Interleukin-2 receptor expression in pulmonary granulomatous diseases

Abstract

Interleukin-2 receptor expression (IL-2R) on monocytes and alveolar macrophages (AM) was determined in patients with sarcoidosis and pulmonary tuberculosis. In sarcoidosis and tuberculosis, IL-2R on monocytes was detectable, while it was undetectable in healthy controls. IL-2R on AM in sarcoidosis and tuberculosis was significantly increased as compared to healthy controls.
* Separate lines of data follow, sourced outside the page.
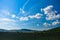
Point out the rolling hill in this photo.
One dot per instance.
(53, 34)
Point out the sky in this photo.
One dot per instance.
(29, 14)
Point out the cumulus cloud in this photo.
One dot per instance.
(38, 15)
(24, 19)
(50, 13)
(6, 19)
(55, 22)
(46, 24)
(13, 16)
(8, 24)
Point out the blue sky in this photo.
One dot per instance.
(29, 14)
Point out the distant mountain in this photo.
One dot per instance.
(57, 29)
(22, 30)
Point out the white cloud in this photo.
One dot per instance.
(8, 24)
(13, 16)
(50, 13)
(55, 22)
(24, 19)
(21, 10)
(6, 19)
(38, 15)
(46, 24)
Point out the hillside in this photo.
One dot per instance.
(53, 34)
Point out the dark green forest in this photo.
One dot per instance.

IFN-gamma, which has been shown to be increased in sarcoidosis and tuberculosis as compared to healthy controls, induced IL-2R on monocytes in healthy controls, suggesting that IFN-gamma is at least in part responsible for the induction or enhancement of IL-2R on monocytes or AM in sarcoidosis and tuberculosis. Phorbol myristate acetate which is known to be protein kinase C (PKC) activator induced IL-2R on monocytes, and PKC inhibitor, H7, inhibited IFN-gamma-induced IL-2R on monocytes in healthy controls. Calcium ionophore, A23187, induced IL-2R on monocytes and calmodulin antagonist, W7, inhibited IFN-gamma-induced IL-2R on monocytes. Based on these results, it seems that not only the PKC pathway but also the calcium-calmodulin pathway is involved in IFN-gamma-induced IL-2R.